Inside the function, write a 1000 iteration loop that solves the optimization problem with random variables for demand and x as your stand in for the minimum amount of discount pork produced. Track the amount of full-price pork used and the cost of each iteration and return both from your function.
You may base your Pyomo model on either the concrete or abstract formulations in Lesson 1 and Lesson 2 presentations, respectively.
After you've written your function, demonstrate it using 20 as the amount of discount pork purchased. Plot histograms of the Kilograms of Full-Price Pork purchased and the cost.
Submit both your code and the two histograms in Canvas.
Hints:
You need to write the LP in terms of this variable x
Put the whole LP inside a function
Account for the discount by subtracting 1.22*x from the objective
x is like the 23 kg in the original model
x + 7 is the max amount of pork you can use
Inside the function you have a loop around the LP that repeats the solution 1000 times, each time with diff. random demands.
Track the kg of full-priced pork, and the minimized cost.
Return the kg of full-priced pork and the minimized cost as numpy arrays.
Notice that the final cost and the amount of full-price pork purchased have distributions that fairly closely match each other. That's because full-price pork is the most expensive component of our sausages. The more full-price pork we use, the more expensive our product is. We'd like to optimize the amount of full-price pork we use.
Question 15 (2 points)
Which range does the average optimized cost fall into, when pre-purchasing 20kgs of pork?
80-99
100-125
126-150
151-170
Question 16 (Manually Graded) (5 points)
Write a loop to call your function for all the values of pre-order quantities between and including 17 and 28.
Store the values of:
pre-order quantities
the mean, 5th percentile and 95th percentile of the cost.

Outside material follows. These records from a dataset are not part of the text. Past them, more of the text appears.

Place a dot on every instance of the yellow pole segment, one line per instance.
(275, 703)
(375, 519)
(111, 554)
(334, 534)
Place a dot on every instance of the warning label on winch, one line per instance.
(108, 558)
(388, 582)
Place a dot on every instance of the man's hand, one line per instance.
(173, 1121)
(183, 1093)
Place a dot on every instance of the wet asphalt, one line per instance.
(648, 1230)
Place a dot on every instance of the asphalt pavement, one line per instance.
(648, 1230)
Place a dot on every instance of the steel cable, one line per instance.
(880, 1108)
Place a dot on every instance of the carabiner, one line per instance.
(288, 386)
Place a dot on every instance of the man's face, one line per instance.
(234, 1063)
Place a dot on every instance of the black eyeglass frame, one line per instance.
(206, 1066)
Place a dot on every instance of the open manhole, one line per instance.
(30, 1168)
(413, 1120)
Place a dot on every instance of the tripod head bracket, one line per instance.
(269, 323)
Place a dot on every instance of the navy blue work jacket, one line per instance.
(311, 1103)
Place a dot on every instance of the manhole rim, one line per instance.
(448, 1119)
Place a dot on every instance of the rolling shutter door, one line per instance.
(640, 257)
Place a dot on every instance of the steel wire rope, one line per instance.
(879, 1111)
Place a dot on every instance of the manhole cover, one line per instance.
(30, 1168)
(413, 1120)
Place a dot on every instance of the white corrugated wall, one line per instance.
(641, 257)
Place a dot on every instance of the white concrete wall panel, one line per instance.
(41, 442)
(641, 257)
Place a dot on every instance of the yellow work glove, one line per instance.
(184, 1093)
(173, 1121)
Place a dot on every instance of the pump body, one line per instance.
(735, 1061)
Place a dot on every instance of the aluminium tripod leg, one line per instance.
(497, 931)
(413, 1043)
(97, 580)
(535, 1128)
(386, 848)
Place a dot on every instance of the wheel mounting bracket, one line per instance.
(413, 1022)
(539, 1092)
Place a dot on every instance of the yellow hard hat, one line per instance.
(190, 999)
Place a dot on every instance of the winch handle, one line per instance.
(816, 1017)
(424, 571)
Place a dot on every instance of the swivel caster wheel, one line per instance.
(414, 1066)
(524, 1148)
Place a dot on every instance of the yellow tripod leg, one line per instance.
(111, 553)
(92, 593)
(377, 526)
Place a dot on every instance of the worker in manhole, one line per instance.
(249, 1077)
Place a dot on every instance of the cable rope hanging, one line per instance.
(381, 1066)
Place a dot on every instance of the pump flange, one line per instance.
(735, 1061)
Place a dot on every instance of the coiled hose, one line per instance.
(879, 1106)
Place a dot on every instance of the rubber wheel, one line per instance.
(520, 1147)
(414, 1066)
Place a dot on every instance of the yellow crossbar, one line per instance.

After your loop, print the values in a dataframe and generate a trend chart showing the mean cost versus the pre-purchased pork amount. Your trend chart should should include trend lines as in the lesson.
Note: This may take a while to run.
Hints:
You want to find the best amount to pre-purchase.
Use a loop to check x = 17, 18, 19, ... 28.
Make a table including x and the other quantities listed above.
Question 17 (Manually Graded) (2 points)
Based on your dataframe and trend chart, what is the optimal amount of pork to pre-purchase. Why?